The top-down method of organizing a political campaign is being turned into a relic by Barack Obama’s bottom-up strategy.
Bill and Hillary Clinton have been smarting primarily because their assumption, based on past successes, that high-roller contributors and insiders – a top-down campaign – would guarantee them the White House again, has failed dramatically.
Early on, while the Clintons were busy ignoring him, Obama quietly merged Internet technology with grassroots organizing across America. In his first book, Dreams from My Father, Obama details his three years experience as a budding political scientist turned community organizer in Chicago’s inner-city before going to Harvard Law School.
Back then, in 1983, Obama would say, “Change won’t come from the top . . . Change will come from a mobilized grassroots.”
David Axelrod, Obama’s chief campaign strategist, told Rolling Stone magazine that the bottom-up strategy of the campaign is all Barack Obama.
“When we started this race, Barack told us that he wanted the campaign to be a vehicle for involving people and giving them a stake in the kind of organizing he believed in,” Axelrod said in the March 20 issue of the magazine.

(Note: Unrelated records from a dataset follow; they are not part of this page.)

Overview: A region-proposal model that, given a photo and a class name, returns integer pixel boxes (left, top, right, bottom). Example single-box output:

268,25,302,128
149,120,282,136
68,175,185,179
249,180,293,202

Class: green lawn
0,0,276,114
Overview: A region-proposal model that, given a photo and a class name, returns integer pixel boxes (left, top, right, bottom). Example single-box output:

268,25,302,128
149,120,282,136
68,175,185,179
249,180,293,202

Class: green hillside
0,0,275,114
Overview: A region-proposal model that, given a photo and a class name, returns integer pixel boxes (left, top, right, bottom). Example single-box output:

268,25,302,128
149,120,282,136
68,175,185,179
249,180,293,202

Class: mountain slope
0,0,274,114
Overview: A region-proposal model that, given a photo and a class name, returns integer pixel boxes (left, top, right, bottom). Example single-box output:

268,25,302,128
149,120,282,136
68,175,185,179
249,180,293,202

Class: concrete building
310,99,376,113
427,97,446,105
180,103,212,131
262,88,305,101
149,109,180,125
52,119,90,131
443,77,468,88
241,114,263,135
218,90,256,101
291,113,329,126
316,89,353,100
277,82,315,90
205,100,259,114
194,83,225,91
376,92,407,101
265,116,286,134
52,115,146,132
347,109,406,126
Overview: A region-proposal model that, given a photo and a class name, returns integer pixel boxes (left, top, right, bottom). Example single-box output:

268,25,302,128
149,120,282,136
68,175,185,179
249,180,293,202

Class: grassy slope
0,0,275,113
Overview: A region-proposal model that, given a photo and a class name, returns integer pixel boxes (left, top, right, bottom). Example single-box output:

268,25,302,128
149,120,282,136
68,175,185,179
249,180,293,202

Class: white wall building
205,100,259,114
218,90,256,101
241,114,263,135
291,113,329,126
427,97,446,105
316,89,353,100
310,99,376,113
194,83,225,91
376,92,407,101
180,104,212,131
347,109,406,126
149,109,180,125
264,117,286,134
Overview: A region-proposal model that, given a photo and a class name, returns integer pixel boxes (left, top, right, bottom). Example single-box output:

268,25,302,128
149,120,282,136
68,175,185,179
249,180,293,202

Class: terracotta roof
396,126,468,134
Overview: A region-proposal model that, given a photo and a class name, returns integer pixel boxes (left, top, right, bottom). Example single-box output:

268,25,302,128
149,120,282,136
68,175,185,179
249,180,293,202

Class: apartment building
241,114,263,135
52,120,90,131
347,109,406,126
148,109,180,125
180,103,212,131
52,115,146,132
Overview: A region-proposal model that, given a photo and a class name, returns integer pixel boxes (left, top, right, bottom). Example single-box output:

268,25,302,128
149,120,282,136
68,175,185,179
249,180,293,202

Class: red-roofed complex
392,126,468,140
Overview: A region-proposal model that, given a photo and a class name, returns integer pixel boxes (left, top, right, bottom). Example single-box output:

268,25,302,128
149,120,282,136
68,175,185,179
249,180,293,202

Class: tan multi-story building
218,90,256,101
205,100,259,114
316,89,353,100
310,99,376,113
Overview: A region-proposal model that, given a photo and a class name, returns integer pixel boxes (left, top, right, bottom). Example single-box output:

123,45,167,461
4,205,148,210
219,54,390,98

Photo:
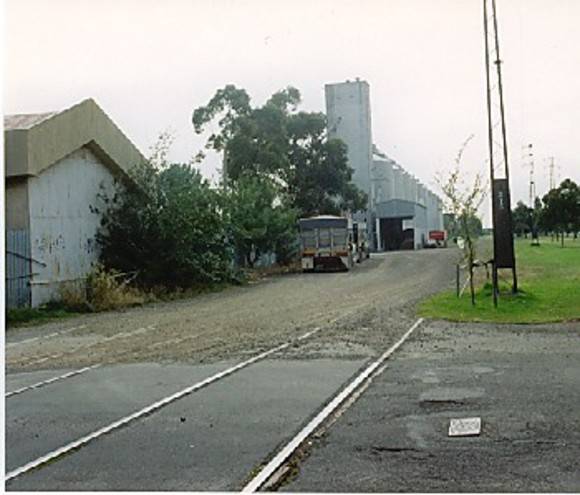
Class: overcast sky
5,0,580,224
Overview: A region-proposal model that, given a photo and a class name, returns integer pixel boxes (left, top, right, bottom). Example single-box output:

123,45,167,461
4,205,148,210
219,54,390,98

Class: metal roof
4,112,58,130
4,99,146,180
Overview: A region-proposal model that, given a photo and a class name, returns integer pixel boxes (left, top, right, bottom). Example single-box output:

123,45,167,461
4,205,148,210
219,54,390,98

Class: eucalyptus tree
192,85,366,217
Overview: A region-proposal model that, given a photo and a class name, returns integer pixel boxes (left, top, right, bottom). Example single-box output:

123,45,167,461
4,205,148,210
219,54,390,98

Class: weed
85,264,145,311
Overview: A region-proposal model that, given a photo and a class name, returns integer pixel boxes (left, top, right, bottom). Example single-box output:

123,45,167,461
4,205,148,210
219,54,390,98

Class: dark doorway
379,217,414,251
401,228,415,250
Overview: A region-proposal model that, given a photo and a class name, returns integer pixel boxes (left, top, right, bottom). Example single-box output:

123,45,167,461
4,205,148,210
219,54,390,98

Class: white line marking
5,328,319,482
22,326,154,366
5,365,102,398
6,325,87,348
241,317,425,493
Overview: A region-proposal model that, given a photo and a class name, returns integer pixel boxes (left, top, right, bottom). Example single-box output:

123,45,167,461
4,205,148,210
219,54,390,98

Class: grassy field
419,236,580,323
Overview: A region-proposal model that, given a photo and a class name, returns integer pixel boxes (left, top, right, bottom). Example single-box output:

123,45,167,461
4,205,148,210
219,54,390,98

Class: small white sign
448,417,481,437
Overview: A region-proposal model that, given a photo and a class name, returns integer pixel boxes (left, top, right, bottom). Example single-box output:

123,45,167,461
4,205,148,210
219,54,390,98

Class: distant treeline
512,178,580,244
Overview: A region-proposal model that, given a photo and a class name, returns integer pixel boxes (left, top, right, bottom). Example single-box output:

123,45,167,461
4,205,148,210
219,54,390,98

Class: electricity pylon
547,156,557,191
522,143,535,206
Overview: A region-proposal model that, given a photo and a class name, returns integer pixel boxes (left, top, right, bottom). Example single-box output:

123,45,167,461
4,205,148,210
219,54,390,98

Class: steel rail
5,306,367,481
17,325,155,367
242,317,424,493
5,308,342,399
5,307,359,482
6,325,88,348
5,365,102,398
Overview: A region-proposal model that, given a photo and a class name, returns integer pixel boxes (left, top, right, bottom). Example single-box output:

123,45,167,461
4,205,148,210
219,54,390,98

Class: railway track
5,324,88,348
5,308,344,399
5,310,423,490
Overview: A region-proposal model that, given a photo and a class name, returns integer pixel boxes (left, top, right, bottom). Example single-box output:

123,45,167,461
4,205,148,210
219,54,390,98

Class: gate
6,229,32,308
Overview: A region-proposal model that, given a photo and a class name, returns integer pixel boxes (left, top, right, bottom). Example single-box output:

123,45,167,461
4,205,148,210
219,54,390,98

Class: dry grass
243,260,302,283
59,264,146,312
85,265,146,311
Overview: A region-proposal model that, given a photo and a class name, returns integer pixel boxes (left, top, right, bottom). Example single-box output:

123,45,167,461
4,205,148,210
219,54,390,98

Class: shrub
96,162,233,289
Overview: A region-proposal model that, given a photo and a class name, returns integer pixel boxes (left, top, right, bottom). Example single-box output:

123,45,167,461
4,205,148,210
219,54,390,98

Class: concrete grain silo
324,79,445,252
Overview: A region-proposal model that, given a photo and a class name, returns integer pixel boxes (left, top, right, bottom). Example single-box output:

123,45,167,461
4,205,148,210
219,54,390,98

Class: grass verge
6,305,82,327
419,237,580,323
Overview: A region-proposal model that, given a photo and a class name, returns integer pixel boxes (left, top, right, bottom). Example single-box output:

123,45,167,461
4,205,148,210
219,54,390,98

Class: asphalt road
6,249,457,490
7,248,578,492
283,320,580,493
6,359,367,491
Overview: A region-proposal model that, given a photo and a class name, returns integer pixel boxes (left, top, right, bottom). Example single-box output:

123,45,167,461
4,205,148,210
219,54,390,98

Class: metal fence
6,229,32,308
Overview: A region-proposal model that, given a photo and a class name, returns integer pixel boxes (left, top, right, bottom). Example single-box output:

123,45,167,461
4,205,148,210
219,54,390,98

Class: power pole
483,0,518,303
522,143,535,206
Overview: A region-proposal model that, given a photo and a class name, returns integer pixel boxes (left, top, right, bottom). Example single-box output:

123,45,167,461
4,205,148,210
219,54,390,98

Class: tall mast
483,0,518,298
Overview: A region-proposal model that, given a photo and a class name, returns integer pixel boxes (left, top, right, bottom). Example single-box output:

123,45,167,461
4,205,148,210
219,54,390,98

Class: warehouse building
4,99,145,308
325,79,443,251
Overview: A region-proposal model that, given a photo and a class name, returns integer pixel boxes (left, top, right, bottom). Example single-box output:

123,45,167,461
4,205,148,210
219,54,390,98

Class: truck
426,230,448,248
298,215,368,272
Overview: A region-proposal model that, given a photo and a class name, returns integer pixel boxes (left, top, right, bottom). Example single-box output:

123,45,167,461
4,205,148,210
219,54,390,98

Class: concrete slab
6,358,366,491
282,321,580,492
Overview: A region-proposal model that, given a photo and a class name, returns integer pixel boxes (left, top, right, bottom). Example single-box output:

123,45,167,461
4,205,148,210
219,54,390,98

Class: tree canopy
226,175,297,267
540,178,580,243
512,201,534,237
192,85,367,216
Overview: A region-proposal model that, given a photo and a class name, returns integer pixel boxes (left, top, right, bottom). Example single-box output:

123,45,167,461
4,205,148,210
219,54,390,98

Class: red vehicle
426,230,448,248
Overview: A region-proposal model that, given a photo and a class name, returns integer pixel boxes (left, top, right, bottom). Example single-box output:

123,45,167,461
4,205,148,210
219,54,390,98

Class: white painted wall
27,147,116,306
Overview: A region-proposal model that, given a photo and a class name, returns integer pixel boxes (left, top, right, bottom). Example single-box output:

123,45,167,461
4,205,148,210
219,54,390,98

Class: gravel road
6,249,457,372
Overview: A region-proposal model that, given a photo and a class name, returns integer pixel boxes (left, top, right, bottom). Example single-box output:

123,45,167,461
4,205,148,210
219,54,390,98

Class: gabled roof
4,99,146,179
5,112,58,130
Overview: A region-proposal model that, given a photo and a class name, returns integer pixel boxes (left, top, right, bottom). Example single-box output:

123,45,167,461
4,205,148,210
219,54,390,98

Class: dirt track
6,249,458,372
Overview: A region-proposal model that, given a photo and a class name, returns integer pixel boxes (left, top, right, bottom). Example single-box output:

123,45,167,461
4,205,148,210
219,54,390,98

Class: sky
4,0,580,225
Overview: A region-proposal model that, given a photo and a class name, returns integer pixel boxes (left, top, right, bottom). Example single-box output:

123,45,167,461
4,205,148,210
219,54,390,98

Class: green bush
226,175,298,267
97,162,233,289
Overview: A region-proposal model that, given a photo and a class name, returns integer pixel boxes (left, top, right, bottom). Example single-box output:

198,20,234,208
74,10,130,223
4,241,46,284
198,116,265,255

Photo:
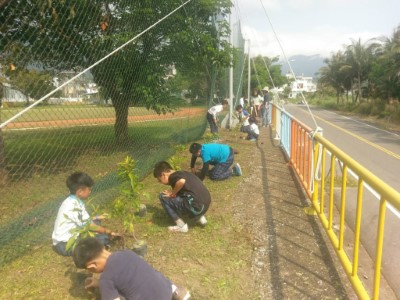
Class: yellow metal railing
272,103,400,299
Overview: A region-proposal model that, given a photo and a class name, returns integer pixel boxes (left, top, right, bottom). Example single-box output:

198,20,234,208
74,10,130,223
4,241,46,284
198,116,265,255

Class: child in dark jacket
154,161,212,233
73,237,190,300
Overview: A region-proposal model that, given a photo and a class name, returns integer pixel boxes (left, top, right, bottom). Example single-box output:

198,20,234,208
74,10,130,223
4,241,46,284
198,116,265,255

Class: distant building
1,82,29,105
52,71,98,103
286,74,316,98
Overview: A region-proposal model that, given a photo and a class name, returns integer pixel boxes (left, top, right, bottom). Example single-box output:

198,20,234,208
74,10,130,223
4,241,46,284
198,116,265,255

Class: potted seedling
112,156,149,256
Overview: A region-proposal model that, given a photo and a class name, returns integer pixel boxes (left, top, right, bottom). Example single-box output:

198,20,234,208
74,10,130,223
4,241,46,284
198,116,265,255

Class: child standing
261,87,271,127
206,99,229,133
73,237,190,300
246,117,260,141
52,172,119,256
154,161,211,233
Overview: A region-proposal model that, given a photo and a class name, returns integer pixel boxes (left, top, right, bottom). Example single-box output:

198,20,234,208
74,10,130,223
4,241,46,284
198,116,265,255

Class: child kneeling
73,237,190,300
246,117,259,141
154,161,211,233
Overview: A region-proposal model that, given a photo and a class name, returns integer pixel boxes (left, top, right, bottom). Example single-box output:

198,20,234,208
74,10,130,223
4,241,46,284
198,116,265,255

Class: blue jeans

As Obama officially announced his candidacy during Black History Month last year, he also set up a website and held big rallies in a few key cities. In addition to getting large numbers of people to each donate small amounts of money to the campaign, Obama strategists got supporters’ names, telephone numbers, e-mail addresses and ZIP codes.
People were, and still are, encouraged to get involved beyond attending a rally and giving money as the campaign is actually a movement to change the American political paradigm.
As a result, people sign up to canvass, make phone calls, construct and place yard signs, and take people to the polls.
The usual response of political campaigns regarding the youth vote is to place some perfunctory young person who is close to the campaign hierarchy as coordinator when the general election starts, and without any staff.
Obama and his people did not forget the youth-oriented Rock the Vote campaign in 2004 and quickly got that effort’s political leader in place as youth-vote director. Soon, Obama had youth-vote staff in every state, and two national deputy directors.
Barack Obama won Iowa, and significant numbers of young people under 30 caucused for him. The campaign’s strategy of building a new coalition of voters was working. Since Iowa, the youth vote for Obama has exploded across America.
As a response to an e-mail asking supporters across the country to spend a day precinct-walking for Obama, Rolling Stone magazine reports that, “On a Saturday in early June – six months before anyone would cast a ballot or attend a caucus – more than 10,000 Obama supporters hit the pavement in all fifty states to persuade their neighbors to back Barack.”
This extraordinary presidential political campaign went even further in grassroots organizing by providing online social networking with the creation of a site called MyBo. There, supporters can network and organize into whatever groups they desire to further the movement for Obama.
Groups like Black Republicans for Obama, various states or professionals for Obama, and so on, are possible with this new hi-tech toolbox. According to Rolling Stone, “Today, the network claims more than half a million members and more than 8,000 affinity groups.”